Measuring Population Health Results – What Works?
Health care costs’ going up is old news, yet year after year, it commands the headlines. Some years, “moderate” increases are celebrated – such as 4% in 20151. Let’s put that into perspective. A four-percent increase on family health premiums in 2015 is more dollars ($711) than the 11 percent increase was in the year 2000 ($647)2.
A four percent increase is a heavy burden. Anyone who pays for health care or health insurance – employers, governments, households – has a keen interest in curbing costs. So, lots of things have been tried. See Table 13 for a list of popular strategies. Half of the listed strategies have been shown in research to make a difference and reduce costs. All were undertaken with the goal of lowering costs, and not only did half fail, but some also added costs!

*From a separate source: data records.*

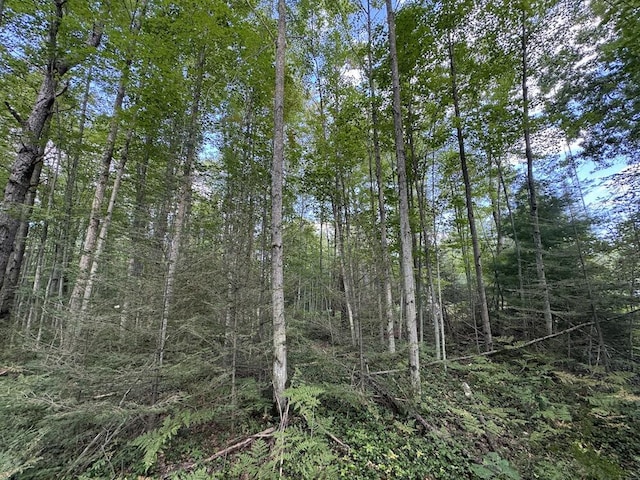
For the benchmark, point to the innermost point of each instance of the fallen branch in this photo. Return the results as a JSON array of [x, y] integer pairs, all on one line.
[[510, 347], [241, 444]]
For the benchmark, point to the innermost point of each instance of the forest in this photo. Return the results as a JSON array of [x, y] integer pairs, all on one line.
[[306, 239]]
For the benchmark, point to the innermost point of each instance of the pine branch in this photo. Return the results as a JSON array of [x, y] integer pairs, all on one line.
[[241, 444]]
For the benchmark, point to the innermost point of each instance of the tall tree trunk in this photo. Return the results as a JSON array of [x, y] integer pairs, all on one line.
[[533, 201], [344, 273], [475, 241], [95, 217], [33, 135], [184, 198], [405, 227], [14, 266], [106, 223], [277, 266]]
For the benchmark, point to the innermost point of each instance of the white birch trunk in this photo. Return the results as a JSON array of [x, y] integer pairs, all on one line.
[[405, 227]]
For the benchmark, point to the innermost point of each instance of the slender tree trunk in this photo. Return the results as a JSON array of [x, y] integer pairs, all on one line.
[[405, 227], [475, 241], [137, 234], [277, 264], [184, 198], [106, 223], [33, 136], [91, 236], [346, 283], [533, 201], [13, 268]]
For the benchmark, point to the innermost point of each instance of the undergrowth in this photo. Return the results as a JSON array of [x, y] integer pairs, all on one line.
[[523, 416]]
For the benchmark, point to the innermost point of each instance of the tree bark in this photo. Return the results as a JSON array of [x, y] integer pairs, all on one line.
[[14, 266], [33, 134], [180, 219], [277, 265], [387, 296], [475, 241], [106, 223], [95, 217], [405, 227], [533, 201]]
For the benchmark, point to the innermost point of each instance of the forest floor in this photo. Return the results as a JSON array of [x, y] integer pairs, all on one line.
[[520, 414]]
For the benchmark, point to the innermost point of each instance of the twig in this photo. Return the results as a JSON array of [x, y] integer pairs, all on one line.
[[241, 444], [511, 347]]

Table 1 – Selected Health Cost Management Tactics and Research Findings
|Tactic||Makes a Difference/Reduces Cost||Mixed Results/Adds Costs|
|Employers making fixed dollar contribution and offering three or more health plans||✓|
|HMOs – competitive market||✓|
|HMOs – non-competitive market||✓|
|Managed mental health/ substance abuse care||✓|
|Flexible spending accounts||✓|
|Lower-income people: cost sharing (deductibles, co-payments, co-insurance) for||✓|
|Higher-income people: high deductible health plans or Consumer-Driven Plans||✓|
|Wellness programs overall||✓|
Why do things that seem logical end up having unexpected or opposite results? This is one of the questions that we will address in this course. You will learn how to see a program in a broader context of people, places, and things; you will also learn how valid and accurate measures of a program and its impact can help you choose programs wisely.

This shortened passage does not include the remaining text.